Ora tutti i suoi sudditi sapevano che lui non era il Prescelto. Ora il suo governo ne sarebbe stato macchiato, ora forse avrebbero avuto piede libero per sospettarlo della morte di suo padre. Vedeva che già tutti lo guardavano in modo diverso, come se fosse un fantasma, come se si stessero già preparando per il Re successivo.

Peggio ancora, per la prima volta in vita sua Gareth si sentiva insicuro. Per tutta la sua vita aveva visto chiaramente il suo destino. Era stato certo di essere destinato a prendere il trono di suo padre, a governare e a brandire la spada. Ora la sua fiducia in se stesso era stata scossa fin nel midollo. Ora non era più sicuro di niente.

Inoltre non riusciva a smettere di vedere quell’immagine del volto di suo padre così come gli era comparso un attimo prima di cercare di sollevare la spada. Era forse stata la sua vendetta?

“Bravo,” disse una voce lenta e beffarda.

Gareth ruotò su se stesso, sorpreso che qualcuno si trovasse con lui in quella stanza. Riconobbe la voce all’istante: era una voce che negli anni gli era diventata anche troppo familiare, una voce che detestava. Era la voce di sua moglie.

Helena.

Era lì, in un angolo della camera, e lo osservava fumando una pipa di oppio. Inalò profondamente, tenne il fumo dentro e poi lo lasciò uscire lentamente. Aveva gli occhi iniettati di sangue ed era evidente che aveva fumato parecchio.

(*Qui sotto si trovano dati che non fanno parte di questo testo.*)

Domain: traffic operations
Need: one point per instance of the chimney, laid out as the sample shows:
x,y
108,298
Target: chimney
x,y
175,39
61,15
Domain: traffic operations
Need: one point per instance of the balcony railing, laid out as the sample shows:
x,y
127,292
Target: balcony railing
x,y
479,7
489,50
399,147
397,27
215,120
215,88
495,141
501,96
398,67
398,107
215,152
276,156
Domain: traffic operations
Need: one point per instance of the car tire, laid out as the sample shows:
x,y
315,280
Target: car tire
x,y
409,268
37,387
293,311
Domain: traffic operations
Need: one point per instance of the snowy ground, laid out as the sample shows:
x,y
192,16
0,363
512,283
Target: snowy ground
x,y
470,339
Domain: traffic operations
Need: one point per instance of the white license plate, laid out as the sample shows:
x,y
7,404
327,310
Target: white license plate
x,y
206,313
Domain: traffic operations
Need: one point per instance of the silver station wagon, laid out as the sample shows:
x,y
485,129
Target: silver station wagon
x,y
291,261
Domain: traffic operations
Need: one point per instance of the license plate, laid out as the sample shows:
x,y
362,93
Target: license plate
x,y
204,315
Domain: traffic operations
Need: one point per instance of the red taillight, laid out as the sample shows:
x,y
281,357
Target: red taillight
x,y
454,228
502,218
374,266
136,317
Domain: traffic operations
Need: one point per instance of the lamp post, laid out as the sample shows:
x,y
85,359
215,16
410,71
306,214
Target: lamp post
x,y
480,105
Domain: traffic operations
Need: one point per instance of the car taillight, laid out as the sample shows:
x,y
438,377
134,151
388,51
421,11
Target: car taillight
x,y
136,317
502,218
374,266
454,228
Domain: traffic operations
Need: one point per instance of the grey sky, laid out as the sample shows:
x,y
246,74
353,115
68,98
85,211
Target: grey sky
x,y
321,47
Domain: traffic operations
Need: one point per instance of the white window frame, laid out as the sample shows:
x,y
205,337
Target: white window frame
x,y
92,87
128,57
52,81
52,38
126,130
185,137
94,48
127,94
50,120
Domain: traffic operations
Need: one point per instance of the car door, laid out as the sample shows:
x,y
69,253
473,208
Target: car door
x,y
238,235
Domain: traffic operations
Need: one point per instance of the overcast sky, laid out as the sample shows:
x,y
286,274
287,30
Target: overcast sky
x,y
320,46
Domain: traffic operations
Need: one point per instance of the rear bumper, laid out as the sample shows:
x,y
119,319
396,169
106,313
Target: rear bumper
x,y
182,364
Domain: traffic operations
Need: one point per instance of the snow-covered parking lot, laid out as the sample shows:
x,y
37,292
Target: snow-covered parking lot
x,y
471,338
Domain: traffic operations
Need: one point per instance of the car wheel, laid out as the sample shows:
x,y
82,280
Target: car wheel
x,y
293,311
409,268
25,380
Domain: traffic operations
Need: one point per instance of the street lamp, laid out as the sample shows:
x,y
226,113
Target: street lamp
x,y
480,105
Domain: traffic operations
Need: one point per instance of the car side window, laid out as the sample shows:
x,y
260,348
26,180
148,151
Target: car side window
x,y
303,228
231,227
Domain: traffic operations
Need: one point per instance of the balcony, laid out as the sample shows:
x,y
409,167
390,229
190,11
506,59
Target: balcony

“Cosa ci fai qui?” le chiese.

“Questa è la mia camera nuziale dopotutto,” rispose, “Posso fare quello che mi pare qui. Sono tua moglie e la tua regina. Non dimenticarlo. Governo questo regno tanto quanto te. E dopo il tuo fiasco di oggi a dire il vero ci penserei due volte prima di usare la parola governare.”

Il volto di Gareth avvampò. Helena aveva sempre avuto quel modo di andare a segno con colpi bassi e sempre nel momento meno opportuno. La disprezzava più di qualsiasi donna della sua vita. Non riusciva ancora a concepire di aver accettato di sposarla.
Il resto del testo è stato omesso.